Modern Treaties are generating these returns now. The Fund could be built on those returns by treating Modern Treaty Nations as partners in its structure, or run alongside them by treating those Nations as project-level participants while the sovereign-wealth ledger sits on the Crown's side. The federal government has signalled the second.

The Crown’s working theory of Indigenous economic participation is that Indigenous Nations get project-level equity through the Indigenous Loan Guarantee Program, which the federal government doubled from $5 billion to $10 billion last year and is now expanding into infrastructure and trade. The federal government holds sovereign wealth through the Fund. The same lands generate returns in both channels, but the scale is not comparable. ILGP gives a Nation a single project's worth of equity, capped at the deal and paid back over that project's life. The Fund captures returns across the entire federal pipeline, on a generational time horizon, and reinvests them on behalf of “all Canadians.” One channel is project-scale and time-limited. The other is portfolio-scale and permanent.

Inside the Fund, not outside it

Modern Treaty Nations should not just be the recipients of investment at the project level. They should be partners in the governance of the Fund and beneficiaries of the returns the Fund generates, on the same side of the ledger as the Crown. That is what their constitutional position as wealth-generators on these lands requires, and it is not what the federal government has put on the table.

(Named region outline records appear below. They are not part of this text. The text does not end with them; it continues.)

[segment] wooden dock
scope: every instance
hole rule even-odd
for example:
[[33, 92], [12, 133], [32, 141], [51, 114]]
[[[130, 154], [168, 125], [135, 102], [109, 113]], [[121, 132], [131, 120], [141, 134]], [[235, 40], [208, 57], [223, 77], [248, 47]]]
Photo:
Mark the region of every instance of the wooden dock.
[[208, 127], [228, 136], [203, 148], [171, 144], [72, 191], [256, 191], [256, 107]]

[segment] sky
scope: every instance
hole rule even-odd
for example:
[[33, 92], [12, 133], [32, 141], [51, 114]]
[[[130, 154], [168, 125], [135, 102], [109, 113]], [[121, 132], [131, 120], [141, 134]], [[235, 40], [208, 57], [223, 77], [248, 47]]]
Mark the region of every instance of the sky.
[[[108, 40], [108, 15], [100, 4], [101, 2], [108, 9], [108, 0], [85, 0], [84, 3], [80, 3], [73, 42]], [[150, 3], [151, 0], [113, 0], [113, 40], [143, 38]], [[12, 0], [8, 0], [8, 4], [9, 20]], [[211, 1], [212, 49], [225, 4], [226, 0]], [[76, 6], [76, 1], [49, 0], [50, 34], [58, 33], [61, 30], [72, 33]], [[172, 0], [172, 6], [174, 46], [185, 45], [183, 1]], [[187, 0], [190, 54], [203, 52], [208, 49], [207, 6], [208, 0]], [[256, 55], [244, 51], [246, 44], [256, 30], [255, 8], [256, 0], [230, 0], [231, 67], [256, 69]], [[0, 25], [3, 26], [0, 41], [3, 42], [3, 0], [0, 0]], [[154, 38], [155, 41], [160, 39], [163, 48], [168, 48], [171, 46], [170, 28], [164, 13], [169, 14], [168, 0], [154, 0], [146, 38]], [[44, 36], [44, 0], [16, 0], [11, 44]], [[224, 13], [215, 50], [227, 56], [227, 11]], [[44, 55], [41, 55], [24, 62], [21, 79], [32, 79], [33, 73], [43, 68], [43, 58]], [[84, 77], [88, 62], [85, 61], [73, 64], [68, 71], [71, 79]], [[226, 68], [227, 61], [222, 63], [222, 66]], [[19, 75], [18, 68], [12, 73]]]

The Crown’s theory assumes the underlying land is a federal asset. On most of the territory the Fund’s investment categories occupy, that is not the legal position. Modern Treaties define ownership, resource rights, law-making authority, and revenue-sharing as constitutional rights of the Nation. Any investment the Fund makes on Modern Treaty land has to respect the Nation’s ownership of treaty settlement lands, secure its consent on resource development, defer to its laws where its law-making authority applies, and pay its share of resource revenues under the treaty’s revenue-sharing provisions.

AFN has called for First Nations representation in leadership and on the Board of the new Crown corporation. The Modern Treaty version of that ask is structural: each Modern Treaty Nation is a government with its own elected leadership and constitutional jurisdiction, and a Fund that recognized that constitutional position would give Modern Treaty governments a direct seat in its leadership and rules-design. The federal government has given Modern Treaty Nations no board seat, no role in designing the Fund’s rules, and no claim on its returns.

Modern Treaty fiscal financing arrangements and resource revenue-sharing provisions are constitutional commitments. The Fund will generate returns from assets to which Modern Treaty Nations hold ownership and revenue-sharing rights. Whether a portion of the Fund’s returns should flow back into Modern Treaty fiscal arrangements is the structural question the federal government has not raised.

The Department of Finance has said details will be worked through in the months ahead, and what it has signalled so far slots Indigenous participation in at the project level, alongside ILGP. The structural question is whether Modern Treaty Nations sit on the same side of the ledger as the Crown when sovereign wealth is built on Modern Treaty land.

Modern Treaties produce certainty, and certainty has economic value. Modern Treaty Nations must be partners and investors in the Canada Strong Fund, not simply shareholders entitled to a dividend.